前記金型用鋼は、焼入れ及び焼き戻し後の状態において、
初期硬さが52HRC以上となるもの、及び/又は、
室温における熱伝導率が30W/(m・K)以上となるもの
が好ましい。
本発明に係る金型は、以下の構成を備えていることを要旨とする
(1)前記金型は、本発明に係る金型用鋼からなる。
(2)前記金型は、
直径が0.2μm以下である(Mo,W)炭化物量が1.2mass%以上であり、
前記(Mo,W)炭化物量/Cr炭化物量比(質量比)が11以上であり、
硬さ変化が15HRC以下である。
前記金型は、
初期硬さが52HRC以上であるもの、及び/又は、
室温における熱伝導率が30W/(m・K)以上であるもの
が好ましい。
Cr量を相対的に少なくすると同時にMo+W/2量を相対的に多くすることで、微細な(Mo,W)炭化物が多量に析出し、かつ、Cr炭化物の析出が抑制される。その結果、軟化抵抗が向上する。
ハット曲げの模式図である。 ハット曲げにより摩耗が生じたパンチの表面の外観写真である。 ハット曲げにより焼付が生じたパンチの表面の外観写真である。
以下に、本発明の一実施の形態について詳細に説明する。
[1. 金型用鋼]
[1.1. 主構成元素]
本発明に係る金型用鋼は、以下のような元素を含み、残部がFe及び不可避的不純物からなるものであり、溶製材及び積層造形用の粉末を含むものである。添加元素の種類、その成分範囲、及びその限定理由は、以下の通りである。
(1)0.28≦C≦0.65mass%:
Cは、高硬度を得るために必要な元素である。C量が少ないと、固溶C量及び炭化物量が少なくなり、52HRC以上の高硬度が得られない。従って、C量は、0.28mass%以上である必要がある。溶製材のC量は、好ましくは、0.50mass%以上、さらに好ましくは、0.55mass%以上である。
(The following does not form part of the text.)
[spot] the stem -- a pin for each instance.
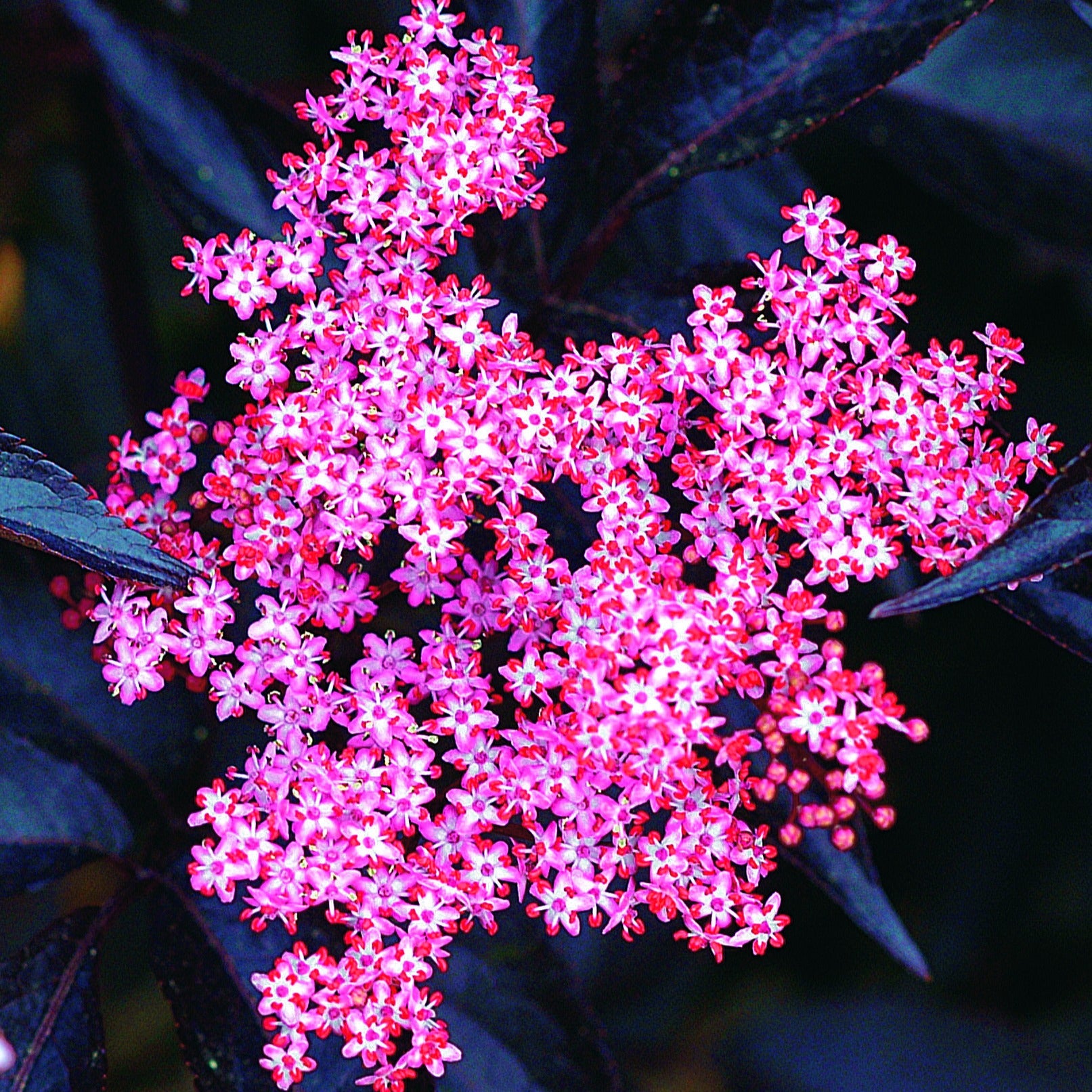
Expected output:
(110, 910)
一方、C量が過剰になると、粗大な炭化物量が増加し、残留オーステナイト量も増加するために、52HRC以上の高硬度が得られない。さらに、積層造形法を用いて金型を製造する場合において、C量が過剰である時には、積層造形中に金型が割れやすくなる。従って、C量は、0.65mass%以下である必要がある。積層造形用粉末におけるC量は、好ましくは、0.40mass%以下、さらに好ましくは、0.35mass%以下である。
(2)0.01≦Si≦0.30mass%:
Si量が過剰になると、熱伝導率が低下する。熱伝導率が低下すると、高温の被加工材を加工する際に金型の表面温度が過度に上昇し、焼付が生じやすくなる。従って、Si量は、0.30mass%以下である必要がある。Si量は、好ましくは、0.15mass%以下、さらに好ましくは、0.10mass%以下である。
(3)1.5≦Mn≦3.0mass%:
Mn量が少なくなりすぎると、焼入れ性が低下する。従って、Mn量は、1.5mass%以上である必要がある。Mn量は、好ましくは、1.55mass%以上である。
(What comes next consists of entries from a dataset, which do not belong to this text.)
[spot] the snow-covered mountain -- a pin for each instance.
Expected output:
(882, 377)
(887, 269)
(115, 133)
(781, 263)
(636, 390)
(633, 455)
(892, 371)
一方、Mn量が過剰になると、熱伝導率が低下する。従って、Mn量は、3.0mass%以下である必要がある。Mn量は、好ましくは、2.0mass%以下、さらに好ましくは、1.8mass%以下である。
(4)0.5≦Cr≦1.4mass%:
Cr量が少なくなりすぎると、焼入れ性が低下する。従って、Cr量は、0.5mass%以上である必要がある。Cr量は、好ましくは、0.6mass%以上、さらに好ましくは、0.7mass%以上である。
一方、Cr量が過剰になると、焼戻し時にCr炭化物が多量に生成し、(Mo,W)炭化物量が減少する。その結果、軟化抵抗が低下する。また、Cr量が過剰になると、熱伝導率が低下する。
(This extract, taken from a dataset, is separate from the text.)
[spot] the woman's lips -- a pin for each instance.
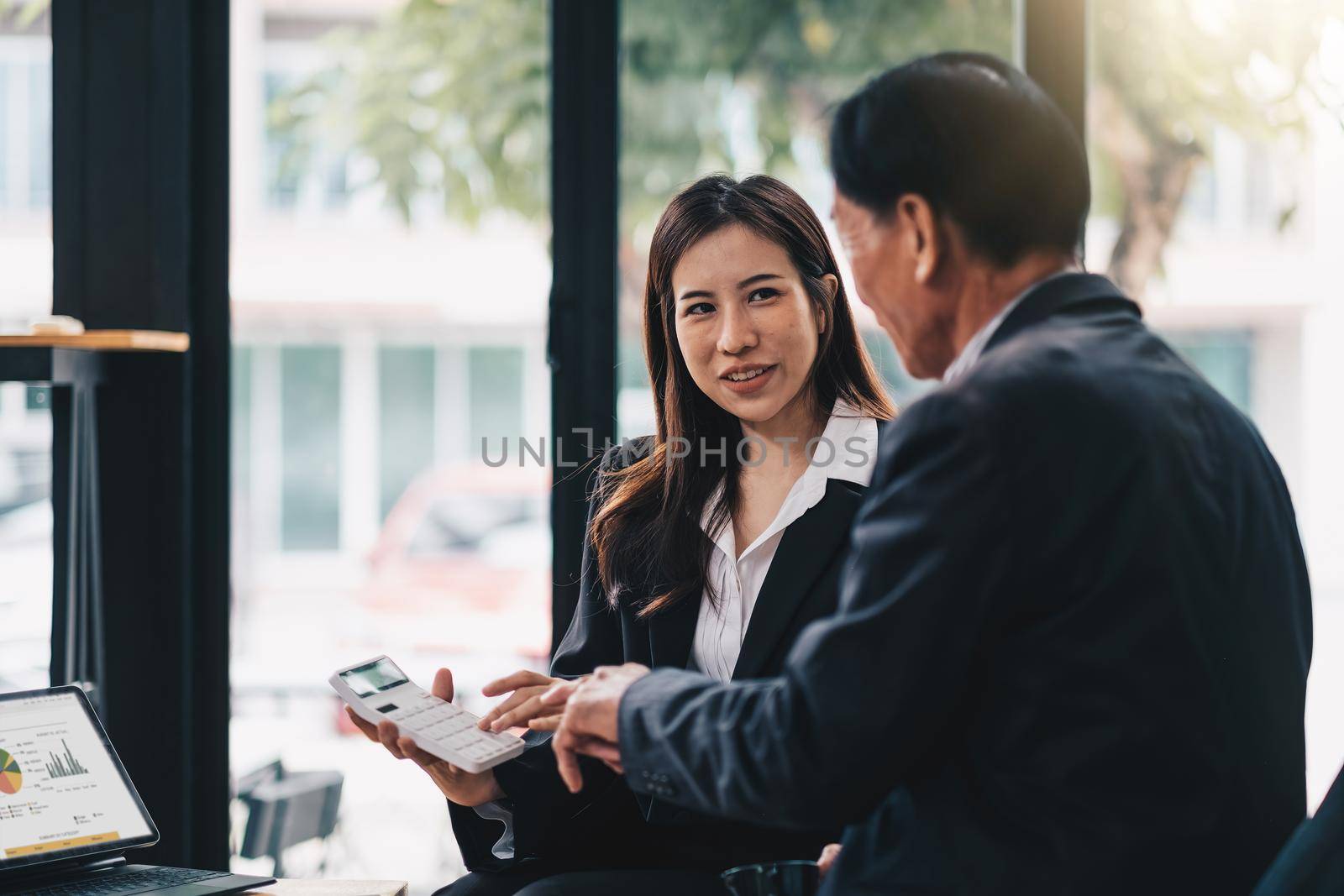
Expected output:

さらに、過剰のCrを含む金型を用いて高温の被加工材を加工した場合、金型表面に高硬度のCr酸化物が生成し、酸化物が巻き込まれて金型が摩耗しやすくなる。また、金型表面にCr酸化物が不均一に形成し、被加工材(例えば、めっき鋼板)の焼付が起きやすくなる。
従って、Cr量は、1.4mass%以下である必要がある。Cr量は、好ましくは、1.3mass%以下、さらに好ましくは、1.2mass%以下である。
(5)1.9≦Mo+W/2≦4.0mass%:
Mo+W/2は、高硬度及び高軟化抵抗に寄与する。Mo+W/2量が少なくなりすぎると、二次析出炭化物量の減少によって、52HRC以上の高硬度が得られない。また、(Mo,W)炭化物量も減少し、軟化抵抗が低下する。従って、Mo+W/2量は、1.9mass%以上である必要がある。
一方、Mo+W/2量が過剰になると、粗大な(Mo,W)炭化物量が増加し、なおかつ固溶C量が少なくなる。その結果、52HRC以上の高硬度と、高い軟化抵抗が得られない。また、高価なMo量及び/又はW量が増えるため、溶解コストも高くなる。従って、Mo+W/2量は、4.0mass%以下である必要がある。Mo+W/2量は、好ましくは、3.0mass%以下、さらに好ましくは、2.7mass%以下である。
(6)0.2≦V≦1.0mass%:
Vは、焼入れ時における結晶粒の粗大化の抑制に寄与する。V量が少ないと、ピン止め粒子(VC粒子)が少なくなり、焼入れ時に結晶粒が粗大化する。その結果、靱性が低くなる。従って、V量は、0.2mass%以上である必要がある。V量は、好ましくは、0.3mass%以上、さらに好ましくは、0.4mass%以上である。
一方、V量が過剰になると、硬さを向上させない粗大な炭化物量が増加する。また、固溶C量及び(Mo,W)炭化物量が減少するため、硬さが低くなり、高い軟化抵抗も得られない。従って、V量は、1.0mass%以下である必要がある。V量は、好ましくは、0.85mass%以下、さらに好ましくは、0.8mass%以下である。
(7)0.01≦N≦0.10mass%:
N量が少ないと、炭化物の核となる微細窒化物量が少なくなり、規定の(Mo,W)炭化物量を得ることができない。従って、N量は、0.01mass%以上である必要がある。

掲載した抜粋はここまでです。